On January 6, 2021, a mob of pro-Trump supporters stormed the United States Capitol. The mob came directly from a Trump rally where the president had urged them to “show strength” and told them that “When you catch somebody in a fraud, you are allowed to go by very different rules.”(i)

In the months leading up to the election, Trump had repeatedly claimed that the only way Democrats could win would be through massive fraud. The pandemic shift to mailed ballots gave him and his allies a convenient target for their allegations. After the election, the president doubled down on his claims of fraud. A growing cadre of Republican elected officials and conservative media commentators followed along, pushing the Stop the Steal narrative: Democrats had somehow cheated, and Trump was the rightful winner.

In the months since, Republican politicians across the country have supported the narrative of a stolen election. The embrace has been especially strong in state Republican parties, and especially in states where the contest was relatively close. Republican Party officials who have argued that Biden won the 2020 election fair and square, like Georgia Republican Secretary of State Brad Raffensperger and Nevada Republican Secretary of State Barbara Cegavske, have been censured by state party committees.(ii) In Congress, House Republicans voted to remove Representative Liz Cheney from her leadership post for speaking out against the narrative of a stolen election.
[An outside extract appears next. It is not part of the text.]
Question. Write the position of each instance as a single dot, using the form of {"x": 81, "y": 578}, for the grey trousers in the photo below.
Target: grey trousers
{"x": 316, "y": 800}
The Stop the Steal movement is also driving a new wave of Republican-drafted state laws that restrict voting access — specifically targeting modes of voting favored by Democratic constituencies(iii) — and that change the ways in which elections are administered, empowering partisan state legislatures over professional election administrators and secretaries of state.(iv)

Meanwhile, Trump himself looms as a significant presence and the likely frontrunner in the 2024 Republican primary, should he decide to run. One sign of his sway over the party is the extent to which Republican elected officials at all levels, as well as conservative advocacy groups, devoted themselves to changing the rules of elections, in response to alleged, but unproven, fraud.(v) These developments raise an obvious question: Is this the future of the Republican Party? One way to answer this question is to ask another: What do Republican voters think about Trump and his claims of a stolen election? And more specifically, what other attitudes are most common among Republicans who most strongly believe the election was stolen and are most loyal in their support of Trump?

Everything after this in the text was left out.